I don't think most people who use Windows - the more casual users - ever use terminal commands. I certainly never have.

And that's kind of my point. Windows isn't designed for someone who knows how to use terminal commands, not really. It's designed for the commonplace user who doesn't even know what terminal commands are. That's what I mean by more user-friendly than Linux. Windows is literally just point and click and go. No actual computing knowledge required to use.

Ah, well, terminal commands are hella convenient. But I might've weakened my position by mentioning them - there're a lot of Linux distros that are as easy to navigate by mouse or touchpad as Windows.

Ubuntu's is also point and click and go - no computing knowledge required. It's what I recommend to people jaded with Windows but aren't interested in hassle.

I've no personal experience with Zorin OS, but I've heard good things about it. Zorin OS was designed specifically to be easy for Windows refugees to use - it comes predownloaded with all the bloat, er, all the programs you could ever need - and a lot of programs you couldn't ever need, too. Like Windows, except it doesn't harvest your data. And it's more secure. And faster. And vastly more secure, but that comes with the territory of not being Windows. Zorin OS comes with Wine and PlayOnLinux installed, too, which saves a new user the minimal time and effort it'd take to install those on a different distro. But, what I'm saying is, it's out-of-the-box compatible with other programs, like games.

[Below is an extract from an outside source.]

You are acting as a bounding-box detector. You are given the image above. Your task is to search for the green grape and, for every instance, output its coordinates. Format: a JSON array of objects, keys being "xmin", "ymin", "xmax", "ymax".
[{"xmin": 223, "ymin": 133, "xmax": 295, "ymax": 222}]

When you pay for Windows, you're basically paying for convenience, sure - the convenience of not looking up an online tutorial on how to download the Linux distro you want. But if you're willing to spend an afternoon upgrading your operating system, Ubuntu's better than Windows if you're willing to download programs as you find out you need them, and Zorin OS (I'm told) is better if you aren't. There's no reason to use Windows 10. It's bad, the company's toxic, it's insecure, Microsoft's recording what you do on it, it's slow, it's bad.


Games that advertise "playing this 10 minutes a day will make you smarter"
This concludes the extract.